The four conditions ("LINE") that comprise the multiple linear regression model generalize the simple linear regression model conditions to take account of the fact that we now have multiple predictors:
- Linear Function: The mean of the response, \(\mbox{E}(Y_i)\), at each set of values of the predictors, \((x_{1i}, x_{2i},...)\), is a Linear function of the predictors.
- Independent: The errors, \( \epsilon_{i}\), are Independent.
- Normally Distributed: The errors, \( \epsilon_{i}\), at each set of values of the predictors, \((x_{1i}, x_{2i},...)\), are Normally distributed.
- Equal variances (denoted \(\alpha^{2}\)): The errors, \( \epsilon_{i}\), at each set of values of the predictors, \((x_{1i}, x_{2i},...)\), have Equal variances (denoted \(\alpha^{2}\)).

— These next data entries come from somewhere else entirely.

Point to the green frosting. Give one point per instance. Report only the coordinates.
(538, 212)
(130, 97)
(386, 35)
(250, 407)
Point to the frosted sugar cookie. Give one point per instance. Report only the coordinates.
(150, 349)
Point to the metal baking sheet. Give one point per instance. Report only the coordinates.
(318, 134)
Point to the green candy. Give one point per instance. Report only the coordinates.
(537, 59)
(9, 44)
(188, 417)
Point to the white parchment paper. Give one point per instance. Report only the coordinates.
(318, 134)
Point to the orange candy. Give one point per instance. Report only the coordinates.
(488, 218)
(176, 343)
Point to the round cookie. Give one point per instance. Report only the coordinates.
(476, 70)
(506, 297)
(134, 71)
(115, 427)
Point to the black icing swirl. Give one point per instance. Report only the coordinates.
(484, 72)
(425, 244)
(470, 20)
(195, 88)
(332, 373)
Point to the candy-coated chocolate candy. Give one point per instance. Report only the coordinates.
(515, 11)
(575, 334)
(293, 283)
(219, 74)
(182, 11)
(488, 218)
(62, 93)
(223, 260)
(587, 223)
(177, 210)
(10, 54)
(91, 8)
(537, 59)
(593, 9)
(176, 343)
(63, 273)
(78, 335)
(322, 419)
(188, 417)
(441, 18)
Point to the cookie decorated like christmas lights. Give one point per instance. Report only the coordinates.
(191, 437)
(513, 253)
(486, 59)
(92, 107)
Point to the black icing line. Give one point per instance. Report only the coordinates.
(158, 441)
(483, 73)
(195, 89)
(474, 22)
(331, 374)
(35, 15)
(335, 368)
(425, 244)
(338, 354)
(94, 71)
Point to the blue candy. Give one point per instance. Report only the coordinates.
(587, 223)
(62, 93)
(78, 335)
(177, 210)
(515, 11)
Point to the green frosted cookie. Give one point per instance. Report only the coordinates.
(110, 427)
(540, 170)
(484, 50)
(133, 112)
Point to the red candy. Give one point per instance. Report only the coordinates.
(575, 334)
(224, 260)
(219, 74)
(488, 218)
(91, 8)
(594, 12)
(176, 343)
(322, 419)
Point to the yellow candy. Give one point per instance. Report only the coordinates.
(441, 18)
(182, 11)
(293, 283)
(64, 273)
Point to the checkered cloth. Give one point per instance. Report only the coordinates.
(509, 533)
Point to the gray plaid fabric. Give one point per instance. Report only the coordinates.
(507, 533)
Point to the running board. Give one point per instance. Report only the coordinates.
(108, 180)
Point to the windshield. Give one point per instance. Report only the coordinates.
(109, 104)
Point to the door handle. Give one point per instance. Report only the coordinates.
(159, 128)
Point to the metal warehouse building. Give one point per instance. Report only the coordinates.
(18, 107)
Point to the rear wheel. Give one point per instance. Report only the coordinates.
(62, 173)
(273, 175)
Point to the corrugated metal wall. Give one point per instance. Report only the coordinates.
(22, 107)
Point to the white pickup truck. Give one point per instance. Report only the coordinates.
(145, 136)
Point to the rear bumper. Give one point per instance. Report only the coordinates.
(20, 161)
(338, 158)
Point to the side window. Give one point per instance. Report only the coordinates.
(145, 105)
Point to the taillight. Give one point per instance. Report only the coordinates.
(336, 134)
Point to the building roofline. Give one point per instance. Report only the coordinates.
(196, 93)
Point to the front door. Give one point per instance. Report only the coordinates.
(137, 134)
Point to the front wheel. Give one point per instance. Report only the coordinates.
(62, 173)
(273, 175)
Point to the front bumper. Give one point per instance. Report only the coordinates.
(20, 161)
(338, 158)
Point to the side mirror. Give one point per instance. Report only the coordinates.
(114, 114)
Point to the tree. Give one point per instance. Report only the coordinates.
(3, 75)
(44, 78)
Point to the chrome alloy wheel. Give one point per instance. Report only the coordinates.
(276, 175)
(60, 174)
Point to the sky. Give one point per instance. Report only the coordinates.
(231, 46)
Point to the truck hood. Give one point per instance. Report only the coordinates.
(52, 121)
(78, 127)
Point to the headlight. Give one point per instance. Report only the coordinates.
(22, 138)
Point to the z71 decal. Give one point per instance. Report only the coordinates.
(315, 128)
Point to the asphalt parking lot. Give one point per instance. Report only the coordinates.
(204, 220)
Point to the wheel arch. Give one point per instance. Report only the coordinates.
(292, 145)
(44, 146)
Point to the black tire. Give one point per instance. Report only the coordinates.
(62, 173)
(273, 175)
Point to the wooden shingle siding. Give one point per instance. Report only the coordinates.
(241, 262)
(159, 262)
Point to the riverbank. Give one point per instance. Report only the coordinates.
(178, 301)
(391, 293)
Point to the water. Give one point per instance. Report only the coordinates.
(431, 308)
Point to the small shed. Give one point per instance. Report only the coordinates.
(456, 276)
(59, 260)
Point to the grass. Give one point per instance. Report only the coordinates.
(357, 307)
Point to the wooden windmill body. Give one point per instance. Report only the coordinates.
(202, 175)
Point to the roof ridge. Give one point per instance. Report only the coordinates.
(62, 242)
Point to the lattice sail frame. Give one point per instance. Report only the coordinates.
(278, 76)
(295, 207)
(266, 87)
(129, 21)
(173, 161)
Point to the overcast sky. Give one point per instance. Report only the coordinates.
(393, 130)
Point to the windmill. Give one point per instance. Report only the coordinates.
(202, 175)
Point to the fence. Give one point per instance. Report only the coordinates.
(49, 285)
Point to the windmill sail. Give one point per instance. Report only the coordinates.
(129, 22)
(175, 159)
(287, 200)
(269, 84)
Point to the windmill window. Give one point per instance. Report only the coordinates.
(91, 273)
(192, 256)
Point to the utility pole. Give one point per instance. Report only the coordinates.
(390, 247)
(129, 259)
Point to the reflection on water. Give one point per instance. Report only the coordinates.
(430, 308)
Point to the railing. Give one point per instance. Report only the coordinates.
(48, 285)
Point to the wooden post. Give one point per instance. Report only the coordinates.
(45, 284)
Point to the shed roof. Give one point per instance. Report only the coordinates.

An equivalent way to think of the first (linearity) condition is that the mean of the error, \(\epsilon_i\), at each set of values of the predictors, \((x_{1i},x_{2i},\dots)\), is zero. An alternative way to describe all four assumptions is that the errors, \(\epsilon_i\), are independent normal random variables with mean zero and constant variance, \(\sigma^2\).
As in simple linear regression, we can assess whether these conditions seem to hold for a multiple linear regression model applied to a particular sample dataset by looking at the estimated errors, i.e., the residuals, \(e_i = y_i-\hat{y}_i\).